Does underutilization of prenatal care explain the excess risk for stillbirth among women with migration background in Germany?
- PMID: 19832550
- DOI: 10.3109/00016340903295584
Does underutilization of prenatal care explain the excess risk for stillbirth among women with migration background in Germany?
Abstract
Objective: To explore the role of utilization of prenatal care on the risk for stillbirth among women with migration background in Germany by comparing stillbirth rates of women from different origins characterized by adequate and inadequate utilization of prenatal care to German women with adequate utilization of care.
Design: Retrospective cohort study.
Setting: Lower Saxony, Germany.
Population: Singletons born in 1990, 1995 and 1999 (n = 182,444).
Methods: We analyzed perinatal data collected by obstetricians and midwives prospectively during pregnancy and after birth. The Adequacy of Prenatal Care Utilization Index was applied. Chi-squared tests and bivariate and multivariable logistic regression models were used.
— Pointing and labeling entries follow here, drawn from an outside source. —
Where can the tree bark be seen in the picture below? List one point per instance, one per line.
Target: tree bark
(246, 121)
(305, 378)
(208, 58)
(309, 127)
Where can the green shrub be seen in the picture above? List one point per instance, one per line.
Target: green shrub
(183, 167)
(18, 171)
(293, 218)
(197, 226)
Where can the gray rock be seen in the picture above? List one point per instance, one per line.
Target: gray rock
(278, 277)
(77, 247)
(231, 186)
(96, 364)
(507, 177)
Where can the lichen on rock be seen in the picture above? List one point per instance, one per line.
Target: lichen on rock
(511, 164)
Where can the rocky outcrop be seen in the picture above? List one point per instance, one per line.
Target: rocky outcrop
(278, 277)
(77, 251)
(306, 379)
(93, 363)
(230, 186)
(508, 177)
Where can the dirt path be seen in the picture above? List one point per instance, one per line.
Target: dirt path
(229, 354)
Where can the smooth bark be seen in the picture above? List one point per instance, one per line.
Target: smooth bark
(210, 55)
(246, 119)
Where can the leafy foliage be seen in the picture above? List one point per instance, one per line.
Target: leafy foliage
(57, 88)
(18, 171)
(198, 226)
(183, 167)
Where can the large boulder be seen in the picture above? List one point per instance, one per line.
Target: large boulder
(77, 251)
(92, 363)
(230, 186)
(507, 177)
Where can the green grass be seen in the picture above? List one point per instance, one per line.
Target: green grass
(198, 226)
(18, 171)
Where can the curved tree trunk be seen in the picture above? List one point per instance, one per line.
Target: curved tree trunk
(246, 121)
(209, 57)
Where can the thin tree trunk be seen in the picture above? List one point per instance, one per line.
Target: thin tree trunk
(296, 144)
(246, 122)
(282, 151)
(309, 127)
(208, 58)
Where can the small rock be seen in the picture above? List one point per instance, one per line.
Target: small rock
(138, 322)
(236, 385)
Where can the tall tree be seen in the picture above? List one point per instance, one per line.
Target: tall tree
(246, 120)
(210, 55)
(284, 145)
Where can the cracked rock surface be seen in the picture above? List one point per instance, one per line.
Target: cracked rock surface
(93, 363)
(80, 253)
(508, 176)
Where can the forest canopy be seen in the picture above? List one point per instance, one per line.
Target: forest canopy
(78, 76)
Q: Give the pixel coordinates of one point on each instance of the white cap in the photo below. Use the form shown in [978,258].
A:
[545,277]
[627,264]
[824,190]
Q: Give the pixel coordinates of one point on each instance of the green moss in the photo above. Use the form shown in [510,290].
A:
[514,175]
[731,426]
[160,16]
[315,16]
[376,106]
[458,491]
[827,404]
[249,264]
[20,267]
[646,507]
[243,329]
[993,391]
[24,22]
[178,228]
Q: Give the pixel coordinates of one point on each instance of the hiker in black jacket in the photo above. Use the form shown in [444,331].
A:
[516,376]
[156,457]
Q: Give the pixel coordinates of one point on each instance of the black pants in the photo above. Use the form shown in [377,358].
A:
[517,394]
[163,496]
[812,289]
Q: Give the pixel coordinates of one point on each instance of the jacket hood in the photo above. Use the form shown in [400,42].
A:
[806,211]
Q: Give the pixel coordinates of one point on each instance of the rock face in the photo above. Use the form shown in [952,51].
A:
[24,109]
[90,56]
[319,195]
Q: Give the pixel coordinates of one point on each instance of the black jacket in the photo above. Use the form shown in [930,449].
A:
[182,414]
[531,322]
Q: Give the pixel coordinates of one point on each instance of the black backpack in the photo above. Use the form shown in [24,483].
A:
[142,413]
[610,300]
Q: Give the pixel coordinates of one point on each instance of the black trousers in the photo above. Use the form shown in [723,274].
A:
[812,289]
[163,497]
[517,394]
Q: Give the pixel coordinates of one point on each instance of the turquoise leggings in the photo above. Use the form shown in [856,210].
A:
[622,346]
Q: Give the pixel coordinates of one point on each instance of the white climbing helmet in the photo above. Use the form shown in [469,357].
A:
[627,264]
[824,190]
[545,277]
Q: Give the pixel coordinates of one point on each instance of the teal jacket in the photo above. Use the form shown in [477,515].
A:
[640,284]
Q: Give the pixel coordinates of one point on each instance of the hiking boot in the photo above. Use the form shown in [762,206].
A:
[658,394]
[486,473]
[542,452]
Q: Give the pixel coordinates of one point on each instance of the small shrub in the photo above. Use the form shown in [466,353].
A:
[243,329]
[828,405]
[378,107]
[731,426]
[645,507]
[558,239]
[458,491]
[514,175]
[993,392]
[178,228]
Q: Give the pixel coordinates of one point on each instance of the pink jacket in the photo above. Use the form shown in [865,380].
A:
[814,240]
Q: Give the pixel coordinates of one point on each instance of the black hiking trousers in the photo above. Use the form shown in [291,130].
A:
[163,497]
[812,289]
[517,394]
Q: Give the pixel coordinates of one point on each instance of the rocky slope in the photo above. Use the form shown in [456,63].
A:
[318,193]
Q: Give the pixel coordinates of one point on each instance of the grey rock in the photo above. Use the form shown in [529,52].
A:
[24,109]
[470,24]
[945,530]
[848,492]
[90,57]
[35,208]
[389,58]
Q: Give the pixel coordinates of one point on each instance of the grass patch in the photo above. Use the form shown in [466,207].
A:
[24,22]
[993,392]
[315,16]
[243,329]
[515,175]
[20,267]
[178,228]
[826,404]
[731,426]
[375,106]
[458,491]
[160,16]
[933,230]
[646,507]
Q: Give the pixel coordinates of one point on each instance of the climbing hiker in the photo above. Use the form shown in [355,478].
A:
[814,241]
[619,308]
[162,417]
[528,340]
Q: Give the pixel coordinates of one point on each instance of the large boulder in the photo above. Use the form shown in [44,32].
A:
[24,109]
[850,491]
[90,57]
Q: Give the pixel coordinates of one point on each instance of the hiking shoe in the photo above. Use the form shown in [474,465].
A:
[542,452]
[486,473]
Main outcome measures: Stillbirth rates.
Results: In crude analyses, inadequate utilization of prenatal care (OR = 1.86, 95% CI 1.52, 2.28), and origin from Central and Eastern Europe (OR = 2.05, 95% CI 1.63, 2.58), the Mediterranean (OR = 1.77, 95% CI 1.38, 2.65), the Middle East (OR = 2.63, 95% CI 2.24, 3.09) and other countries (OR = 1.79, 95% CI 1.10, 2.89) were related to stillbirths. After adjustment for age, parity, smoking, inter-pregnancy interval, employment status and year of observation, compared to Germans with adequate utilization of prenatal care, women with adequate utilization of care from Central and Eastern Europe (OR = 1.74, 95% CI 1.33, 2.29) and the Middle East (OR = 1.98, 95% CI 1.64, 2.39) and women with inadequate utilization of prenatal care from the Mediterranean (OR = 3.00, 95% CI 1.71, 5.26) were at higher risk for stillbirths.
Conclusion: There are inconsistent relation patterns between stillbirth, area of origin and utilization of prenatal care. Among women from the Mediterranean, increasing utilization of prenatal care may result in lower stillbirth rates.